Wednesday, May 13, 2015

HFF #25: Orange You Glad...

Very punny, Betsy & Melissa.  Also, the 100th post on this blog!

The Challenge: Orange-flavored, orange-colored... anything "orange."

The Receipt:  Orange Custard from The Cook's Own Book and Housekeeper's Register by Mrs.  N. K. M. Lee

ORANGE CUSTARD. Having boiled the rind of a Seville orange very tender, beat it in a mortar to a fine paste; put to it the juice of a Seville orange, a spoonful of the best brandy, four ounces of loaf sugar, and the yolks of four eggs; beat them all well together ten minutes, then pour in by degrees a pint of boiling cream; keep beating it till cold; put it into custard glasses.
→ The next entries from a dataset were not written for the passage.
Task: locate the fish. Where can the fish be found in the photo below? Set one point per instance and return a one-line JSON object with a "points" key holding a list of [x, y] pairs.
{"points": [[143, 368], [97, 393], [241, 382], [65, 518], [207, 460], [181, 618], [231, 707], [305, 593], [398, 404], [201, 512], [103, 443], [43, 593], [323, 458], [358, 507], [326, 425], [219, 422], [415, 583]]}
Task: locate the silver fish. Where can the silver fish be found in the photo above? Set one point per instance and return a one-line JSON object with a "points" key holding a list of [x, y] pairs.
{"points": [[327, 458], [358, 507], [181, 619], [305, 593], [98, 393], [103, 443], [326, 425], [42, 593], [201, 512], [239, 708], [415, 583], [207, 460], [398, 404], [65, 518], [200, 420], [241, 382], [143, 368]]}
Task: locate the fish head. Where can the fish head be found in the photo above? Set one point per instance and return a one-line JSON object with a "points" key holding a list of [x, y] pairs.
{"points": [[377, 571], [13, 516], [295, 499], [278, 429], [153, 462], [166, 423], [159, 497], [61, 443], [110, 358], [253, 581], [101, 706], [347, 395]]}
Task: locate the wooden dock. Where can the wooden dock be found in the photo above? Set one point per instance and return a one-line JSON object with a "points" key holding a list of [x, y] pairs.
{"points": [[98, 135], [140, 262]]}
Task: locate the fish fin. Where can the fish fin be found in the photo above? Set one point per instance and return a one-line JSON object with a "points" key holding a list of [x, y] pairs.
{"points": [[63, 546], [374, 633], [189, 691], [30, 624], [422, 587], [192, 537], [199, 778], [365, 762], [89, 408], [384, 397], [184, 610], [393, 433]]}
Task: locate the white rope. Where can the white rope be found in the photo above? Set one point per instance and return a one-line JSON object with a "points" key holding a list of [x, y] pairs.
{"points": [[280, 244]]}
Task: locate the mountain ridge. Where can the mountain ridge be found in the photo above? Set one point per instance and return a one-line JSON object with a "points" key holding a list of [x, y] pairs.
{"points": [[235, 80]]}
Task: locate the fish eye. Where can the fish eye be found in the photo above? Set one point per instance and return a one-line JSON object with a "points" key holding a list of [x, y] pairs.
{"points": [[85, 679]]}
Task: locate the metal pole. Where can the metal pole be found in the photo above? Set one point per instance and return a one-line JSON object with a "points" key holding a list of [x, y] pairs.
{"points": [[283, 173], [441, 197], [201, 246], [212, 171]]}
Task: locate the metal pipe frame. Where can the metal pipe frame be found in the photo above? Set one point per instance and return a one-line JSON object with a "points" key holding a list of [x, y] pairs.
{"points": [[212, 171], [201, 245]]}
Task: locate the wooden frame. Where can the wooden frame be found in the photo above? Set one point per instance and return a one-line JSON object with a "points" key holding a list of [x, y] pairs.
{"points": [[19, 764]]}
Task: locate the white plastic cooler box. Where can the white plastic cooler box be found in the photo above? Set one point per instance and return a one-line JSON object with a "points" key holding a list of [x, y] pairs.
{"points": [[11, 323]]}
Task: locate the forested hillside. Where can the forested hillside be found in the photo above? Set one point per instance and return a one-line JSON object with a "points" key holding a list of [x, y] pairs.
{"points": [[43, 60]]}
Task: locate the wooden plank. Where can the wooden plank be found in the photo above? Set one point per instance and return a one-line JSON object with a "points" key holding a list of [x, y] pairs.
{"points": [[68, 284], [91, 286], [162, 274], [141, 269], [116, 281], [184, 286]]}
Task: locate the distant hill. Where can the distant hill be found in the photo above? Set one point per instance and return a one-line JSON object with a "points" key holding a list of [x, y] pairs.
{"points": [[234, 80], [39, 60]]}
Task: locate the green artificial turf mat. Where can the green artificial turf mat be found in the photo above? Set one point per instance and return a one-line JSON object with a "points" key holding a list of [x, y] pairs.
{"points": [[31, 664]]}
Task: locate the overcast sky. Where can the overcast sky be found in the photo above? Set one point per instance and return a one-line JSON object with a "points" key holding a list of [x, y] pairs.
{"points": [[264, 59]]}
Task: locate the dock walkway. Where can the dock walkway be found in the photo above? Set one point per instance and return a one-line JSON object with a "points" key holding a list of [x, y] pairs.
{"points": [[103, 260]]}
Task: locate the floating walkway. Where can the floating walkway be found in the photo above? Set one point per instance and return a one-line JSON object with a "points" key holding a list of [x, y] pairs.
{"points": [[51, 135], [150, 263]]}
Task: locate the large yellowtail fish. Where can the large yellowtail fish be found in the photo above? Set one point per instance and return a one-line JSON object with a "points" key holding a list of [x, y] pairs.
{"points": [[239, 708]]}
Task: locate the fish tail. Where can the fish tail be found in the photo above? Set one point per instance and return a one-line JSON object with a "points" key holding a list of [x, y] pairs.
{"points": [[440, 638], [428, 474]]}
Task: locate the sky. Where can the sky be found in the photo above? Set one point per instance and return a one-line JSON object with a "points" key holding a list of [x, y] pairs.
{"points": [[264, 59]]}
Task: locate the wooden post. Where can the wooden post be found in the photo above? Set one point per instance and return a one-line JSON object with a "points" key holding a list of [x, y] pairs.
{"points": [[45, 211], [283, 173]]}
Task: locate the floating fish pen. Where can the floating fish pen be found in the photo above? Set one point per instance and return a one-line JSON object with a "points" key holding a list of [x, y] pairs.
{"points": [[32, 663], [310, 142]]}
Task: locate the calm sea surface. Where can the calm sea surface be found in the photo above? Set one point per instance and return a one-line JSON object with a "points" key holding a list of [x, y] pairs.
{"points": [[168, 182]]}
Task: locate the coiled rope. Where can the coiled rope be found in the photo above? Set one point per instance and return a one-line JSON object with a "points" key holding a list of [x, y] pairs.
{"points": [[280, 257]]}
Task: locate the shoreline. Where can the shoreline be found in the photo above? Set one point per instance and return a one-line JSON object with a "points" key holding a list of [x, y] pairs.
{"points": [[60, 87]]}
Set them in an earthen dish of hot water; let them stand till they are set, then stick preserved orange, or orange chips, on the top.  It may be served hot or cold.

Year/Region: 1842, American (Boston)

How Did You Make It: Boiled the rind of 1 navel orange (change from original receipt) for c. 30 min, topping off the water as needed.  Ground the peel into a paste with the mortar & pestle, then mixed it up with the juice of the orange, 1 Tbsp brandy, just under 4 oz of granulated sugar, and 4 egg yolks.  Continued beating with the mixer while bringing 1 pint of cream to boil, and continued mixing while adding the cream, and allowing the mixture to cool.  Poured into glasses and place in a pan of warm water to set.
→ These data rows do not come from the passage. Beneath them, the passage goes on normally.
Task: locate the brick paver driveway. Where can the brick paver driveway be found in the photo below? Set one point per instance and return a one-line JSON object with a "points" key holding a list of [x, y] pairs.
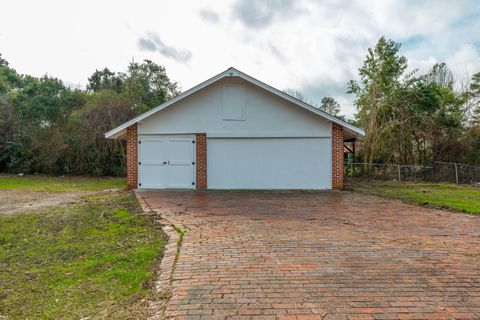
{"points": [[320, 255]]}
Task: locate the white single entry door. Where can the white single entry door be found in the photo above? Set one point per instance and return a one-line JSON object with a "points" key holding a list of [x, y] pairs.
{"points": [[269, 163], [166, 161]]}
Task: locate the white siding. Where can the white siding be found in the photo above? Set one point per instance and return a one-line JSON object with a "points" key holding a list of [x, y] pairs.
{"points": [[265, 115]]}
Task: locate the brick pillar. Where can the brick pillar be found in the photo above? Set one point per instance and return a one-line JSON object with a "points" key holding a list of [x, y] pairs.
{"points": [[337, 156], [201, 161], [132, 157]]}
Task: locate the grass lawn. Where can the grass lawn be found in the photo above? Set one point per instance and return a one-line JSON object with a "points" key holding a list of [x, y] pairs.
{"points": [[462, 198], [68, 183], [93, 259]]}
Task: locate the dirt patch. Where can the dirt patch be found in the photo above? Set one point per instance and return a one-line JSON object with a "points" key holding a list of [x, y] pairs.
{"points": [[12, 201]]}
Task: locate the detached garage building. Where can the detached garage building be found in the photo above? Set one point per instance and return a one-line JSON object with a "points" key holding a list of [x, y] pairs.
{"points": [[235, 132]]}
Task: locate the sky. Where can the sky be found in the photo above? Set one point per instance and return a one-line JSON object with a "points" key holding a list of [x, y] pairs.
{"points": [[314, 46]]}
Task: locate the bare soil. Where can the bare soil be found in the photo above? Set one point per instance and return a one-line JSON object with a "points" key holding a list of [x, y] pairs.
{"points": [[17, 200]]}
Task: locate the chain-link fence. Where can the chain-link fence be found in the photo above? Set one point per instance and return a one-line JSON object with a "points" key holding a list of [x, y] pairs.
{"points": [[438, 172]]}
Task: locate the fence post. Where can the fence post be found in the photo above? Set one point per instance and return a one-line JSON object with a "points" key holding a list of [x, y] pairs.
{"points": [[456, 172]]}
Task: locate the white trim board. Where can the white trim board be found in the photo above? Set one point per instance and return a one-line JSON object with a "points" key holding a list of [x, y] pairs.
{"points": [[232, 72]]}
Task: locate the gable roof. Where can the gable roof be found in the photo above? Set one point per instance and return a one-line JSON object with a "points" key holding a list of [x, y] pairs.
{"points": [[232, 72]]}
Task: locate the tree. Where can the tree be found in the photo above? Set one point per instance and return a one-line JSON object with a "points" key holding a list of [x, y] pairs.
{"points": [[330, 106], [105, 80], [147, 85], [474, 94], [375, 93]]}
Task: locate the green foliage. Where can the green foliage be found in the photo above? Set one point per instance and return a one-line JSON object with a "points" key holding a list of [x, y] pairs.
{"points": [[47, 127], [66, 183], [330, 106], [86, 260], [409, 119]]}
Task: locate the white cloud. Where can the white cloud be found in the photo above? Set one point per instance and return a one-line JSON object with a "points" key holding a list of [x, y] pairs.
{"points": [[312, 46]]}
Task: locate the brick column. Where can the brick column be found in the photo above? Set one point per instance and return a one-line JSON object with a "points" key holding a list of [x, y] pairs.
{"points": [[132, 157], [201, 161], [337, 156]]}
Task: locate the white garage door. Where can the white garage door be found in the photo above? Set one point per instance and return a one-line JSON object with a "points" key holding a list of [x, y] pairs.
{"points": [[269, 163], [166, 162]]}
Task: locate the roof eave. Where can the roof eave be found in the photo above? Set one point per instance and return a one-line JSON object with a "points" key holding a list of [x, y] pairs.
{"points": [[119, 131]]}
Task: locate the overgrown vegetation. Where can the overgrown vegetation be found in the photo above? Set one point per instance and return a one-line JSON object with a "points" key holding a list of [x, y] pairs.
{"points": [[411, 118], [47, 127], [454, 197], [89, 260], [49, 183]]}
(It didn't actually set during the first hour, so I moved one of the cups into the refrigerator; none have set as of 7 hours later--usually, this means I didn't boil something long enough).

Time to Complete: About half an hour to soften the peel, and a little under another half hour to mix up the ingredients.  Setting time unknown, as it didn't actually set.
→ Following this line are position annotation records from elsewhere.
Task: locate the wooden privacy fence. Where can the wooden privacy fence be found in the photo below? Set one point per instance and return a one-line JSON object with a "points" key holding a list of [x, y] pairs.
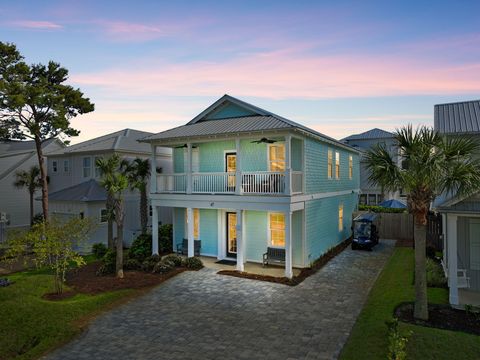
{"points": [[396, 226]]}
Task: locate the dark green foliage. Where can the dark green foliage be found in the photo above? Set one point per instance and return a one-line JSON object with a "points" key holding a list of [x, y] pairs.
{"points": [[193, 263], [99, 250], [174, 258], [141, 247], [380, 209]]}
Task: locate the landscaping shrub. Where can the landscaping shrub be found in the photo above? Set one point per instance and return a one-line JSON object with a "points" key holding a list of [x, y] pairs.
{"points": [[193, 263], [99, 250], [174, 258], [435, 275], [141, 247]]}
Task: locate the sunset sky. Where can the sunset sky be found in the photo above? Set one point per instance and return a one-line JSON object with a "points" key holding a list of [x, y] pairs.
{"points": [[340, 67]]}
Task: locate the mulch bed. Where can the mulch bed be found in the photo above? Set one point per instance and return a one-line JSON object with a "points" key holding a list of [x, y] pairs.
{"points": [[442, 317], [304, 273], [84, 280]]}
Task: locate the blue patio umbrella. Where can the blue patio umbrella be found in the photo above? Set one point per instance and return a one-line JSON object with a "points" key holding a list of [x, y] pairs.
{"points": [[393, 204]]}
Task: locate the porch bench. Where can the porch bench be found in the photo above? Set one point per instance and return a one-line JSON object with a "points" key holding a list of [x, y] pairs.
{"points": [[182, 249], [274, 255]]}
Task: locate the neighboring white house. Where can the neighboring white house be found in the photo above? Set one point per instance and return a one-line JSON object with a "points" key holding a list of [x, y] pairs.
{"points": [[15, 156], [74, 189], [461, 216], [369, 193]]}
Total Cost: $4.50-ish, with sugar and brandy on hand.

How Successful Was It?: Tasted fine--a light orange flavor, rich with cream and rather sweet (but not overwhelmingly so).  The only problem was that it's still liquid rather than custard.  Might try freezing it.

How Accurate Is It?: I used granulated sugar for loaf sugar, as usual.  More pertinently, Seville oranges apparently aren't in season at the moment, so I used a navel orange instead.  According to the internet, Seville oranges are notably tart--even to the point of being compared to lemons--so I skimped slightly on the 4 oz of sugar to make up for the sweeter orange.  Not having custard glasses (which seem to be stemmed glasses with handles), I substituted breakfast glasses and champagne coupes.

Juicing an orange and mashing the peel.
Step 1 went all right: juicing an orange and mashing the peel.
Orange custard from an 1842 recipe (didn't set).
Custard tasted yummy, but didn't reach the desired consistency.


  1. Oh I would have loved to see this one out nice as it sounds delicious! Isn't it funny how modern inventions like 1/2 teaspoon of cornstarch would have set that up in a minute!